Objective findings: rate, rhythm, axis, intervals, morphology, ST/T/U changes.
Impression (diagnosis) & immediate plan (e.g., “Irregularly irregular AF at 102 bpm – anticoagulation work-up”).

Case Study Walkthrough

Given strip (10 s): 17 QRS complexes → $17\times6 = 102\,\text{b·min}^{-1}$ (mild tachycardia).

Rhythm: irregularly irregular with no pattern; absent P waves.

Axis: leads I & II positive ⇒ normal.

Intervals/morphology: QRS narrow, ST/T normal.

Synthesis: Atrial fibrillation with ventricular rate ≈102 bpm.
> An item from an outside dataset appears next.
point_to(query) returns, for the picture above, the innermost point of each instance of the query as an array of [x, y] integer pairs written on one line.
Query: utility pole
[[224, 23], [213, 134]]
Practical, Ethical & Exam Tips

• Always correlate ECG findings with clinical presentation—never treat the tracing in isolation.
• An incorrect ECG label can lead to treatment of the wrong patient; verify identity before acting.
• In exams, vocalise the structured steps; it earns “method” marks even if final diagnosis is wrong.
• For ABG, CXR, echo, and serial ECG correlation, consider timeline of MI evolution (hyperacute T → ST elevation → Q wave formation).
• Recognise normal variants (early repolarization, athlete’s heart) to avoid over-diagnosis.

Quick Reference Formulae

$\text{HR} = \frac{300}{\text{No. large squares}}$ (regular)
$\text{HR} = (\text{No. QRS in 10 s}) \times 6$ (irregular)

PR normal: $120\text{–}200\,\text{ms}$
QRS normal: <120\,\text{ms}
QT normal (rough rule): QT_c < 440\,\text{ms (male)}, <460\,\text{ms (female)} (Bazett-corrected).